明明是自己設法求來的稱謂,可從她嘴裡吐出來,卻絲毫不顯動聽,大抵是因為心中明白她心裡并不将皇族當成什麼好東西罷。
“蕭景妍?”衛觊預感這位蕭二娘子會帶來出乎意料的驚喜,示意蕭景姝繼續說。
“二姐姐說,半年前徐州刺史病逝,尚未有新刺史到任,請陛下下旨封她為徐州刺史。”蕭景姝轉述道,“她即日便啟程北上,誓在朝廷車馬至濠州前兵不血刃為拿下武甯節度使麾下徐、宿、泗、濠四州,若做不到,便提頭來見。”
蕭景姝很難形容自己聽到蕭景妍這番話時的感受。
在此之前,她隻從旁人口中聽說過蕭景妍有多能幹,卻無甚實感。直到親眼見到她說出此言時的铿然姿态,才備受震動。
這也讓她更堅信自己的安排不會錯。
刺史由朝廷任命,河南道隐有不軌之心,半年前便暗自扣下了徐州刺史病逝的消息,省得朝廷派人來添亂。
直到前段時日蕭景妍至金陵,朝廷才知曉了河南道的幾樁要事。
“她倒是好膽量。”衛觊笑起來,“若真能兵不血刃拿下四州,那打下整個河南道便容易了許多,先允她一個徐州刺史又何妨?”
這事頗為私密,不好召中書舍人,衛觊幹脆自己拟旨。蕭景姝起身研磨看他下筆,在最後落印時從喉嚨裡發出個疑惑的“嗯”聲。
衛觊側目:“怎麼了?”
蕭景姝指了指鮮紅的朱砂印記,眼神有些懵懂:“玉玺上的字不該是‘受命于天,既壽永昌’麼?”
衛觊眸光微頓,自然而然道:“那是傳國玉玺,任命官員隻用行玺便可。”
蕭景姝似懂非懂地點頭,胸腔裡的心卻狂跳起來。
——李順說的沒錯,傳國玉玺果然不在金陵!
她在心裡飛速将所有事串了起來。
當年武德太子自立,手裡必然有些說得過去的倚仗,如今想來,那倚仗應當便是傳國玉玺!
而後陸瑾改名換姓在武德太子手下做幕僚,報仇的同時,必然也接手了那枚玉玺。

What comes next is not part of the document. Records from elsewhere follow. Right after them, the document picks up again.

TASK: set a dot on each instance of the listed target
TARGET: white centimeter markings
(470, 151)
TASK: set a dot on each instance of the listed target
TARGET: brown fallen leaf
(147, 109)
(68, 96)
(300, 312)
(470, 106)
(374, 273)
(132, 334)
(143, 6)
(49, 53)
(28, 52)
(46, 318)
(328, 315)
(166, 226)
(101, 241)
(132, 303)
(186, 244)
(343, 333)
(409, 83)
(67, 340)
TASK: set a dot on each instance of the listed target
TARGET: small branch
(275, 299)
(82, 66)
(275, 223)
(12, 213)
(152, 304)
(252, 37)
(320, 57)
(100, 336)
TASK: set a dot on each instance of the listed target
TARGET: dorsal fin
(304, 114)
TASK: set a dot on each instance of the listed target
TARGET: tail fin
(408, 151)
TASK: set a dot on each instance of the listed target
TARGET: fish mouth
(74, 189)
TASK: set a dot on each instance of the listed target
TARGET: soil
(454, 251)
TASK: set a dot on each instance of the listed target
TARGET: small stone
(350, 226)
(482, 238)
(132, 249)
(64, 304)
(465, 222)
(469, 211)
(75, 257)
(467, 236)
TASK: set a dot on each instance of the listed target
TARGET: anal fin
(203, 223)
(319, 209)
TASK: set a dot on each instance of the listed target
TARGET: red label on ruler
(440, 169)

後來他又投入新安郡王麾下,說不準已經玉玺交入新安郡王手中。
蕭景姝如今已經看透了公儀仇。他如今活着隻為報仇,便将這活做到極緻,讓每一個仇人都死出特色來。
武德太子志在平叛,卻在崔、康逆臣伏誅,志得意滿之時死在進犯的突厥鐵蹄下;劉忠嗣做了一輩子先帝的忠臣,他便要毀了劉忠嗣的忠義名聲,毀了他擁護了一輩子的先帝政見。
而作為當初遷都“功臣”之一的新安郡王……
大抵是想讓他死在這輩子唯一一次的“膽大”中。
說動新安郡王那麼膽小的人造反,肯定不隻是憑一枚傳國玉玺。蕭景姝心道,按公儀仇的作風,說不準他還留了武德太子的姬妾子嗣,如今無子的中和帝一死,繼位的合該是他的“侄子”,因此唆使動了新安郡王一脈。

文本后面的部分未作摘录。